The analysis of copper levels in blood facilitates diagnosis of Alzheimer's disease

In biology, it is well-known that every living organism is triggered by the DNA that encodes various protein molecules, which in turn perform all the necessary biological functions, and it might seem that nothing else is needed to sustain the life of an organism.

However, where and how the energy comes from to synthesize complex molecules or, for example, to maintain the body temperature of complex organisms is unclear. It is known that the human body needs oxygen to produce energy, but the fact that all organisms need the trace element copper as a catalyst for safe consumption of oxygen is less known.

Head of the Research Group of Metalloproteomics, Professor Peep Palumaa, says, "Scientists, more specifically biochemists, have known about the importance of copper in human body for a long time, but even they do not know, for example, how this element reaches from our food to the right destinations, i.e. various copper enzymes."

This pathway is not safe, because if copper ions (as effective catalysts) are uncontrolled, dangerous radical side reactions can be triggered in the presence of oxygen derivatives like superoxide and hydrogen peroxide, leading to oxidative stress and related diseases including atherosclerosis, various forms of cancer and neurodegenerative diseases, including Alzheimer's and Parkinson's disease. Oxidative stress can also lead to accelerated ageing of an organism.

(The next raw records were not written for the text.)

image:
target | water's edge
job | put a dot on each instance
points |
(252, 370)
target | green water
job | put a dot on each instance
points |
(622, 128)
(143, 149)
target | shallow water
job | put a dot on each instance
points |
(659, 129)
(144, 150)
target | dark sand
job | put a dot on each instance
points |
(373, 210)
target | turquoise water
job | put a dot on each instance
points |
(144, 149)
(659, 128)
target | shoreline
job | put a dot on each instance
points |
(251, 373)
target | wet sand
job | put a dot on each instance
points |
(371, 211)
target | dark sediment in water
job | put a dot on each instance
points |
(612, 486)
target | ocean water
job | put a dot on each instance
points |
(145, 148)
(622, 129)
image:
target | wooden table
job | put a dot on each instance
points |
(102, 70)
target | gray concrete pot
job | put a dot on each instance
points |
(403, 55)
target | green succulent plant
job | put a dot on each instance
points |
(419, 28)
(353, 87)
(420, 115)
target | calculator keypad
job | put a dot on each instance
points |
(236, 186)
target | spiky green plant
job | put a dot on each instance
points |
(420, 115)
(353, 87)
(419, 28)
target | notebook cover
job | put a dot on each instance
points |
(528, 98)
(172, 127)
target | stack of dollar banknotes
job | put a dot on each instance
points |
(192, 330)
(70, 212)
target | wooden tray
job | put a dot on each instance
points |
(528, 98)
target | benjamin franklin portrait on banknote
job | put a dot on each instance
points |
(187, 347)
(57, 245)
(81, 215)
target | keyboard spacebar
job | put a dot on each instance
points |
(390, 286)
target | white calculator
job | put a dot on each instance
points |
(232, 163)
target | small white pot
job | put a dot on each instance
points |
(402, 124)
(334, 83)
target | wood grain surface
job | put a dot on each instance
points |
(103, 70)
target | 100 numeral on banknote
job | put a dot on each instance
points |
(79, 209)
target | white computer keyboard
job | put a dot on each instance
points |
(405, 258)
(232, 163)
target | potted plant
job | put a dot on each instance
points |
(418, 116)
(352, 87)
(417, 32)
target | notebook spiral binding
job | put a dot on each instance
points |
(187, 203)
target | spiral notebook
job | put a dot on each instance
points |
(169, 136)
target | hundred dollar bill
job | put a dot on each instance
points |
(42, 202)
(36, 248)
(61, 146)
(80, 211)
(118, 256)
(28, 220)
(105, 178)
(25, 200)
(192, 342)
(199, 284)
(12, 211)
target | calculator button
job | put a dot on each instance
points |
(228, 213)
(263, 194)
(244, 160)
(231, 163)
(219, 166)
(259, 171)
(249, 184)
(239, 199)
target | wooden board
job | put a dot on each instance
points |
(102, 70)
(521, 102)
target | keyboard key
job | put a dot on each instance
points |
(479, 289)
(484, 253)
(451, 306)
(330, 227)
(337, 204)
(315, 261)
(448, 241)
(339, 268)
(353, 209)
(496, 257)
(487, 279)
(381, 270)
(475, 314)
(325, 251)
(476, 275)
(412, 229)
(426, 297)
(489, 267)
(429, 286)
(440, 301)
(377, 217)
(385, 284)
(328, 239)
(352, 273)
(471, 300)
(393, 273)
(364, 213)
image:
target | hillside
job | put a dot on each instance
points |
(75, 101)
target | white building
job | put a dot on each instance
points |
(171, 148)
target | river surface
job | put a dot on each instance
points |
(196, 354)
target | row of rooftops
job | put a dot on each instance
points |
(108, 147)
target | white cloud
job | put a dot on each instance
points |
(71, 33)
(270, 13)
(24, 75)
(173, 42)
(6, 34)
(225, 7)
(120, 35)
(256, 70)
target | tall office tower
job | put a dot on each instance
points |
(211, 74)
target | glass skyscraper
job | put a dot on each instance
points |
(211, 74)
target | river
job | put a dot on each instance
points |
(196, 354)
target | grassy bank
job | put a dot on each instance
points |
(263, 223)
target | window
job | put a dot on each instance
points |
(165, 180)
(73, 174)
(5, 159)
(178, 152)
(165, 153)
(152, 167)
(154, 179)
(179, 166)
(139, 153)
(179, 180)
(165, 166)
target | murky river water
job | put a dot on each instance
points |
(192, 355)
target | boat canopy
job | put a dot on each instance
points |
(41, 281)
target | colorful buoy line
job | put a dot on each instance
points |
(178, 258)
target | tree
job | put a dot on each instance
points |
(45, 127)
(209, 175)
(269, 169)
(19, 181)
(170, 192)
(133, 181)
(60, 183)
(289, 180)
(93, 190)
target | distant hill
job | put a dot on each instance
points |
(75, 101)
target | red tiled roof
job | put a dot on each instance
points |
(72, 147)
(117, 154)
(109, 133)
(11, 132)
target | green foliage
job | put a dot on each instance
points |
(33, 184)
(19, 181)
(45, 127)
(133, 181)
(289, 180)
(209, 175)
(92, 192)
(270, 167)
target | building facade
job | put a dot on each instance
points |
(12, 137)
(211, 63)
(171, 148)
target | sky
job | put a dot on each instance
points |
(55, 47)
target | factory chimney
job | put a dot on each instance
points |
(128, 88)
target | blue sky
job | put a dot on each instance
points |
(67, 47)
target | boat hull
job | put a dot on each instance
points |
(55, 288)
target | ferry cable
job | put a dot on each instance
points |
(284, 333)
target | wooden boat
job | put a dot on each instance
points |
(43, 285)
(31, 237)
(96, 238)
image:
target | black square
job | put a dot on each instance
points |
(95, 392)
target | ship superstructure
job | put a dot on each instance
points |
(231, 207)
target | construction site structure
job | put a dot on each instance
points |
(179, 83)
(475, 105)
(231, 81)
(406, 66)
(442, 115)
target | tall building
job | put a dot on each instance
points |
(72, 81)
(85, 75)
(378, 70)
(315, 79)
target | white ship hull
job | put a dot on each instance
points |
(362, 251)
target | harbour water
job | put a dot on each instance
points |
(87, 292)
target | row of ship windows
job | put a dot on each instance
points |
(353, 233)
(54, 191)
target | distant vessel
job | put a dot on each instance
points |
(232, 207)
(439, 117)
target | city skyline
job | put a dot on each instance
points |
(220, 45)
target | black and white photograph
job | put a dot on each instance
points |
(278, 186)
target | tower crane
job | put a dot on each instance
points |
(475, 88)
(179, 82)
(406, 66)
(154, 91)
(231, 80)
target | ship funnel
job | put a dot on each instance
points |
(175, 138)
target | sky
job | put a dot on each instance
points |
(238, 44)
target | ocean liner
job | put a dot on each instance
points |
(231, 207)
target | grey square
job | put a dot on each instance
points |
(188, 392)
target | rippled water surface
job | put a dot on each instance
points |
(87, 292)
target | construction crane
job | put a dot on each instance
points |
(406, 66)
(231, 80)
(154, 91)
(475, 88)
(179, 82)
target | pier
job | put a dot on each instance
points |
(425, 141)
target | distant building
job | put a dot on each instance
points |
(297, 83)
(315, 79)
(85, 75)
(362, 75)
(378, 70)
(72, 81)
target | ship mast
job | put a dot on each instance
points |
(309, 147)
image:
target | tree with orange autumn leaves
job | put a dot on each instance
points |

An important environment through which copper ions are transported in the body is blood. The primary function of blood is to transport molecules and ions from the digestive tract to the tissues. The reverse process occurs in blood when excessive amounts of substances accumulate in the tissues that can become toxic to the body. There are many transport proteins that could presumably transport copper in blood, but data on real transporters and their copper-binding affinities have been very controversial so far.

The scientists of the Research Group of Metalloproteomics from TalTech Department of Chemistry and Biotechnology in cooperation with the Swedish pharmaceutical company Wilson Therapeutics AB investigated the proteins and ligands transporting copper ions in blood and their binding affinity. To this end, the research group developed a new approach based on liquid chromatography and ICP MS (a trace element analysis technique). The study showed that copper ions are primarily bound only to two proteins in the blood—about 75% to ceruloplasmin, which binds copper ions very strongly, almost irreversibly, and about 25% to serum albumin, which binds copper ions with picomolar affinity. In addition to proteins, a small proportion of copper ions are also bound to histidine and other free amino acids in the blood. The results of the study also demonstrated that the previously presumed copper transporter alpha-2 macroglobulin does not bind copper ions.

"The research findings can be used for various applications. First, they help to understand the normal copper metabolism in the body, which has a direct diagnostic value. Second, these results also help to identify disturbances in the body's copper metabolism. The latter occur in several genetic diseases, such as Wilson and Menkes diseases as well as the most common neurodegenerative disease, Alzheimer's. In addition to specific diagnoses, the effect of pharmaceuticals normalizing copper metabolism that are used for the treatment of these diseases can also be monitored through copper equilibrium in blood," Professor Palumaa says.